自宅で。
2017年のSF映画。
監督は「灼熱の魂」のドゥニ・ヴィルヌーヴ。
話はある時、世界各地で謎の宇宙船が現れる。事態の究明のため、招集された言語学者のルイーズ・バンクス(エイミー・アダムス「ジャスティス・リーグ」)は同じく招集された物理学者のイアン・ドネリー(ジェレミー・レナー「シビル・ウォー/キャプテン・アメリカ」)と共に地球外生命体との交信を図るというもの。
初めて、今作の存在を知ったのは、確か「映画秘宝」の映画祭上映レポートの記事。
そん時も、なかなかの評判だったようだが、今作の監督、ドゥニ・ヴィルヌーヴが「ブレードランナー」の続編を撮ることに決まってから、更に評価の勢いを増したという印象で(元々フォロワーの皆さんは評価していましたが)、俄然観たくなり、鑑賞しました。
ちなみに、個人的にはドゥニ監督作は「複製された男」「プリズナーズ」「ボーダーライン」と過去に3本観ていますが(「ブレードランナー2049」は恥ずかしながら、未見)、面白いは面白いんだけど、どれも「長い!」という印象ではてどうなるかという感じ。

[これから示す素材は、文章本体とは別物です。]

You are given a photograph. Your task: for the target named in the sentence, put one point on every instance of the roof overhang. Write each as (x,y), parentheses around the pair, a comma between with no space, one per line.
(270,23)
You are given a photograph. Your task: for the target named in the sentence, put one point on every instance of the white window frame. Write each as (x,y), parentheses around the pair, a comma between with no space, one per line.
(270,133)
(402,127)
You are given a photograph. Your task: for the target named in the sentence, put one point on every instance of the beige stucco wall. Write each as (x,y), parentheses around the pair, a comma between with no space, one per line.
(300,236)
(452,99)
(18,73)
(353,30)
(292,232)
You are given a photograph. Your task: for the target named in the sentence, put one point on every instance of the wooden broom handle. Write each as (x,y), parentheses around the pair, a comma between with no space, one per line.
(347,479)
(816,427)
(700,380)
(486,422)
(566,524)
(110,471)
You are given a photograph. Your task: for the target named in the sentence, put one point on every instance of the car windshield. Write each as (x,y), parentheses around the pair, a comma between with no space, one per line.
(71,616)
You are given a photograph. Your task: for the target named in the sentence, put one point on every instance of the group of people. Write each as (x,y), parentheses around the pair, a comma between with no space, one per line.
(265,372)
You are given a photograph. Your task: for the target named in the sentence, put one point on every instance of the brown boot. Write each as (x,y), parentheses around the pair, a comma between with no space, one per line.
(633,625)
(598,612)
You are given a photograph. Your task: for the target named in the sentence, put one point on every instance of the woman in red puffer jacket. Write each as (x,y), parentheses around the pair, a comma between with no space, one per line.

観た結論から言うと、なるほどこれは確かに評価されるだけあって、人によってはその年のベストとして挙げられても何ら遜色ない作品でした!
今まで、地球外生命体飛来もののSF映画というと、どうしても「武力行使」というイメージが付き物だったけど、今作では「なんのために地球外生命体は地球に来たのか、そして何が目的なのか?」を「コミュニケーション」という方法を用いて、交流を図るということで(まぁ、その先には宇宙人の飛来目的に応じて武力行使もやむなしの状況だが)、なんつーか、新鮮。
また、この地球外生命体=通称「ヘプタポッド」っつーのが、まどろっこしい!!
巨大なばかうけ…いや宇宙船の構造からいって、間違いなく人類よりも科学技術は進んでいるはずなのに、コミュニケーションの手段である言語?絵文字?サイン?は言ってしまえば「空中に浮かぶ墨字のサークル」であって、まったく意図が不明…笑。
だからこそ、言語学者ルイーズの手腕が発揮されるというものなんだけど、それこそもっと良い方法なかったんか!と思わずにはいられない。
まぁ、そうなると話は始まらないわけなんだけど笑。
けど、そのまったく意味不明な文字を一つ一つ解き明かす描写は謎解き的な爽快感と丁寧に描きこむことで「へぇー、未知の言語を解き明かす工程ってこうやってるんだー」と感心してしまった。
しかも、その未知の言語を使って、最終的にはちゃんとコミュニケーションを図って、意味まで理解してしまうんだから、なんつーか感動的だった!!
ありえないことをやってのけたっていう達成感と普通なら相入れないものとの意思疎通ということへの喜びというか、あー上手く表現できない!!
また、あくまでもそこに重点を置く作品なだけに主人公のルイーズ然りイアン然り、人間側が理性的なキャラだったことも大きいと思う。あんま人間側がくよくよしてるとダレるもんなぁ。
けど、その中で挟み込まれる「過去」の回想シーン。
後半明らかにされる「ある仕組み」がわかる時、ハッとしてしまった。
なるほど…。そういうことか。
思い込みってのはすごいもんで完全に「過去」の話だと思っていた回想パートがまさか「未来」の話だったとは。
だからこそ、全てをわかった上で現在を生きようと決意するルイーズが堪らなく悲しい。
いくらでも湿っぽくできそうな終盤のルイーズのシーンも、あくまでも作品全体のトーンを変えず、静かに讃えるようにルイーズ自身の「先に待ち受ける未来」への「覚悟」を描いていたことに対しても感服。
「未来のことが何でもわかっちゃえばなぁ」と妄想したことは誰しもがあると思うんだけど、確かに恩恵は計り知れないほどあるかもしれないけど、同時に悲しいことや辛いこともわかっちゃうんだよなぁ。
俺だったら目を背けたくなる。
それでもルイーズはそこで感じた気持ちを大事に一瞬一瞬を大切に生きることを決意する。
ヘプタポッドがもたらしたのは「未来を見通す力」。
けど、辛い現実も悲しい過去も全て肯定し、前を向いて生きようとするルイーズの生き方そのものが本当の意味での「武器」なのかもしれない。